Everything you ever wanted to know about the biggest economic meltdown since the Great Depression but were afraid to ask.

By Arun Gupta. Illustrations By Frank Reynoso


Max Fraad Wolff consulted on and Michelle Fawcett contributed to this article. Design By Anna Gold. Color By Irina Ivanova. 
This article relied on many sources, including “The Subprime Debacle” by Karl Beitel. Monthly Review, May 2008.

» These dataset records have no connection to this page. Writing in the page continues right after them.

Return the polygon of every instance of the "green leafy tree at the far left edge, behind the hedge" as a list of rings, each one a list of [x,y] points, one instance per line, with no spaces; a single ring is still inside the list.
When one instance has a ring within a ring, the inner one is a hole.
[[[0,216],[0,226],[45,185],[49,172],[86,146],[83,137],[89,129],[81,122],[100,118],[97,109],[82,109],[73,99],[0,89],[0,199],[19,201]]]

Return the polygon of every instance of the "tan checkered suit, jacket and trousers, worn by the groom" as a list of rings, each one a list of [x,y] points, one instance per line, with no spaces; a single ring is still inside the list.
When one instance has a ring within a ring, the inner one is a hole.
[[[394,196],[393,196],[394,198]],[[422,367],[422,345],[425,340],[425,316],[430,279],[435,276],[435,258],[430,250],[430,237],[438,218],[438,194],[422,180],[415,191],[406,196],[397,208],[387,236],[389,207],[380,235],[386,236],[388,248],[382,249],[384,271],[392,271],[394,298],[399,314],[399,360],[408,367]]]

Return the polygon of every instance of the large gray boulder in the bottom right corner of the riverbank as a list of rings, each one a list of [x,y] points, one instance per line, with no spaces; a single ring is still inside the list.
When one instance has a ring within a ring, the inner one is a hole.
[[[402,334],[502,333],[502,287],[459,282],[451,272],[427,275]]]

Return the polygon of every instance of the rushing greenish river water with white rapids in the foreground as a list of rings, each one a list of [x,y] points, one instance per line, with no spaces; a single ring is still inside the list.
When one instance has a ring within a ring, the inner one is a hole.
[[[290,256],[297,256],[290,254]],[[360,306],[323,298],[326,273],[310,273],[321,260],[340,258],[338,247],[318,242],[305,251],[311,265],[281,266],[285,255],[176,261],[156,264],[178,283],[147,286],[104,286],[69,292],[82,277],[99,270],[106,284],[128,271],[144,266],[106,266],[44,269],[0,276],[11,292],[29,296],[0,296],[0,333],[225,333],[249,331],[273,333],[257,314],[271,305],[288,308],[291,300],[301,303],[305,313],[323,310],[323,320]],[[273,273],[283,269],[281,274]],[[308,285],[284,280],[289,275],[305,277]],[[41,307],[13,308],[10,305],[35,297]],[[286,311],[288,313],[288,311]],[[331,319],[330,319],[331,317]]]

From 1982 to 2000, the U.S. stock market went on the longestbull run ever, as share prices rose to dizzying heights. In the late 1990s, a combination of factors, which included the Federal Reserve lowering interest rates, created a huge price bubble in Internet stocks. A speculative bubble occurs when price far outstrips the fundamental worth of the asset. Bubbles have occurred in everything from real estate, stocks and railroads to tulips, beanie babies and comic books. As with all bubbles, it took more and more money to make a return*. This led to the Internet bubble popping in March 2000.
*For instance, if you purchased 100 shares of Apple at $10 a share and it rose to $20, it cost $1,000 to make $1,000 profit (a 100 percent return), but if the shares were $100 each and rose to $110, it would cost $10,000 to make $1,000 profit (a 10 percent return — and the loss potential would be much greater, too.

 

Many Americans joined the stock mania literally in the last days and lost considerable wealth, and some, such as Enron employees, lost their life savings. When the stock market bubble erupted, turbulence rippled through the larger economy, causing investment and corporate spending to sink and unemployment to rise. Then came the Sept. 11, 2001, attacks, generating a shock wave of fear and a drop in consumer spending. Burned by the stock market, many people shifted to home purchases as a more secure way to build wealth.